To the Editor,
I’m troubled by Nanaimo fiscal objectives – emphasis is growth and development. Are there any safeguards (Plan B)?
For example, Kingsway Group of Companies grossed $630 million in 2005-06 and committed themselves to even bigger projects. The economy changed. In 2008 Kingsway was out of business. It ‘speculated’, gambled and lost.
At the same time, Nanaimo built a conference centre. It cost millions to build. It continues to cost millions.
Same result? Not at all, there’s a captivated crowd that coughs up every year.
The legacy of miscalculations is borne into a distant future.
Instead of learning from this, even bigger mega-buck projects are underway. Does this mean even more borrowing?
Everything is promotional: NEDCorp, positive performance survey claims, communications officer, growth, expansion, etc.
A friend who works for a moving company says for every one inbound call, there are 10 outbound calls.
Recent news articles report 40 per cent of homeowners are in arrears with taxes.
Another article highlights budget deficits. Does this mean more taxes?

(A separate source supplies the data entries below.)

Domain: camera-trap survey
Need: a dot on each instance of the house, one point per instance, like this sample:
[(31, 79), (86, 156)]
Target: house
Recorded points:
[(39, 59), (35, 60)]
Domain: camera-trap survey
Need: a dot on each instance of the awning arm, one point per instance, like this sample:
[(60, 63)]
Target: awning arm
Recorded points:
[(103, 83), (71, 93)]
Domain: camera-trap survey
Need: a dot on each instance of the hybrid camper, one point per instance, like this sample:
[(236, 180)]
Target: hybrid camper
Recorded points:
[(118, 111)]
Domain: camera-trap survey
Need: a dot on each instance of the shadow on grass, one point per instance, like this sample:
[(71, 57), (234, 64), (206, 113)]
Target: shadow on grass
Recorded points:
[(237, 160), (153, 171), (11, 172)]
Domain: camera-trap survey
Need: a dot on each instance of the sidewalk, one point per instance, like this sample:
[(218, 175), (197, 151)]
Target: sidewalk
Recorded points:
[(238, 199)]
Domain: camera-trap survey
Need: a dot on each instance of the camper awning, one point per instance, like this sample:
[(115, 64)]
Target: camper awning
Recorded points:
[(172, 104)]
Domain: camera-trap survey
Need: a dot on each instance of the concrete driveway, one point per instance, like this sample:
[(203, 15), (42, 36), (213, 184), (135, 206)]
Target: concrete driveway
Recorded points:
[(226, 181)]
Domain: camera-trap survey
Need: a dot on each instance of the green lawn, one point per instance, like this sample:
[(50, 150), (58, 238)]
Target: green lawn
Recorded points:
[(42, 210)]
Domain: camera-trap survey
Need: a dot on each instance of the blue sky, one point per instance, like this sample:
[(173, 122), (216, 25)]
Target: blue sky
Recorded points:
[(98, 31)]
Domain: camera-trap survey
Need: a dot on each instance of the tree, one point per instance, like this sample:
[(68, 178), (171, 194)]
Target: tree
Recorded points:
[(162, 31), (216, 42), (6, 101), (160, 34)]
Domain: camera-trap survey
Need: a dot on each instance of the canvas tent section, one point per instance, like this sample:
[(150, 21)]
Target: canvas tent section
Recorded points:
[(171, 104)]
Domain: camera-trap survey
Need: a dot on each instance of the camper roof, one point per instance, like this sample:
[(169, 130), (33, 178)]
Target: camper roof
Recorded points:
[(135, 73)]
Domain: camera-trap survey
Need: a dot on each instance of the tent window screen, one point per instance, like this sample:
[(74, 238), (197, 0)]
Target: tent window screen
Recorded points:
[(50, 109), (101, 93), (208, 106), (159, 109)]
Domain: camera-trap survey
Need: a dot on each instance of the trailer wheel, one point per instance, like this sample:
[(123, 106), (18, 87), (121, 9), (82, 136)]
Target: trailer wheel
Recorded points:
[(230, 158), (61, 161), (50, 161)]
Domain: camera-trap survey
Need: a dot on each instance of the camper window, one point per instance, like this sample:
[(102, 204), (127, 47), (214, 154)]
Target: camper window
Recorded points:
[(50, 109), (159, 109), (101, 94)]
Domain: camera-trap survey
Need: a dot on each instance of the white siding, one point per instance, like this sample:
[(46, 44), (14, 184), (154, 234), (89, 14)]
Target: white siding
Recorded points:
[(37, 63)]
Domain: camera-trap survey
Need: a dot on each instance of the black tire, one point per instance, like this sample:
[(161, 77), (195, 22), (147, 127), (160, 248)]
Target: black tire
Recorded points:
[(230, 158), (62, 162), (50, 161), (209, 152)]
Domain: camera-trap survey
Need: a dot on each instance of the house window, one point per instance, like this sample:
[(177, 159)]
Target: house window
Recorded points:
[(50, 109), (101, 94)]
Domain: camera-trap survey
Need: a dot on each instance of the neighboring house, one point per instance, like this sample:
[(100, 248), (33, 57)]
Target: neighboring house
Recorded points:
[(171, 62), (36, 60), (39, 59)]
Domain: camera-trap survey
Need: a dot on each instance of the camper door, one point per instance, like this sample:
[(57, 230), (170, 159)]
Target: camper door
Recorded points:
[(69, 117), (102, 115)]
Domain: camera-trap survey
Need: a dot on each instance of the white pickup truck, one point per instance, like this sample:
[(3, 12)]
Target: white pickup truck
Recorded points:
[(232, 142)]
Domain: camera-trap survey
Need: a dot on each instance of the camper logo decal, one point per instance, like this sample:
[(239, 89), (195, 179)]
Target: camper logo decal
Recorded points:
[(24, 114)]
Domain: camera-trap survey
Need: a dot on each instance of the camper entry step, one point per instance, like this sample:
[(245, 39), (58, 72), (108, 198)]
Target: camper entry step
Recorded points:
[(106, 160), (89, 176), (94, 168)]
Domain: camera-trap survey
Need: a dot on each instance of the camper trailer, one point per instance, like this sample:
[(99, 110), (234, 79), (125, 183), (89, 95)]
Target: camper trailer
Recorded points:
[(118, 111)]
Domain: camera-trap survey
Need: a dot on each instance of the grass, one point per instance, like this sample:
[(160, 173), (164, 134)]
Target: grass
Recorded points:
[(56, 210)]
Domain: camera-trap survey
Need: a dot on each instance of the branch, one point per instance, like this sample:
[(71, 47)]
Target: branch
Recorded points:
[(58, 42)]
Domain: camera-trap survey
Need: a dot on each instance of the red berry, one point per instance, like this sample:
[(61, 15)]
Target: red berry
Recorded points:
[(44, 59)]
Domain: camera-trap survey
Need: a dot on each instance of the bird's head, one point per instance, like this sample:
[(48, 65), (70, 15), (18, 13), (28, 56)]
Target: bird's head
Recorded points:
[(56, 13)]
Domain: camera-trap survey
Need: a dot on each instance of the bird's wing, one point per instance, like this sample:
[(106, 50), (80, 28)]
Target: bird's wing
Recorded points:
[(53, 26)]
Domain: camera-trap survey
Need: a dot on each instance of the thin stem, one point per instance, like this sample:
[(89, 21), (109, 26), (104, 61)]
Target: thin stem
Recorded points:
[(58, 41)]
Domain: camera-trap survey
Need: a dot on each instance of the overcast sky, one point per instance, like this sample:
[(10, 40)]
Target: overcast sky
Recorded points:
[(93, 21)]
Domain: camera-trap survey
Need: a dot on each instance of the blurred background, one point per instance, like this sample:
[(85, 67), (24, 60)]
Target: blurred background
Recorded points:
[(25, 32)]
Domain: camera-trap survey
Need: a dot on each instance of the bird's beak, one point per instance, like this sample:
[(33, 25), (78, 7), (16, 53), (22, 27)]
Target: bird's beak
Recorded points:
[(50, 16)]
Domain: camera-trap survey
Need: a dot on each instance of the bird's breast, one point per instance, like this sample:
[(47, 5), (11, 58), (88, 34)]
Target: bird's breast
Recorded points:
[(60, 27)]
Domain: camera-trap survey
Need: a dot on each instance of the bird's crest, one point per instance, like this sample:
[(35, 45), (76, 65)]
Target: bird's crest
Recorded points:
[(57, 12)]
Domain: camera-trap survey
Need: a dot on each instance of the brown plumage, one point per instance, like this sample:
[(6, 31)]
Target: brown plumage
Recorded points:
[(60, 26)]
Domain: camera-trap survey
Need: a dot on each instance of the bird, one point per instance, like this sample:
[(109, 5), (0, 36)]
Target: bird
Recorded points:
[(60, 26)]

With another year of drought inflation on the horizon, and with other economic time-bombs, here, everywhere, isn’t Nanaimo increasingly more vulnerable?
Budget deficits, legacy debts, are indicators of patterns. Am I the only Nanamoite cringing any time there’s talk of a hotel, water purification plant, fire hall?
Kingsway’s owner paid the ultimate price. Who pays when Plan A fails?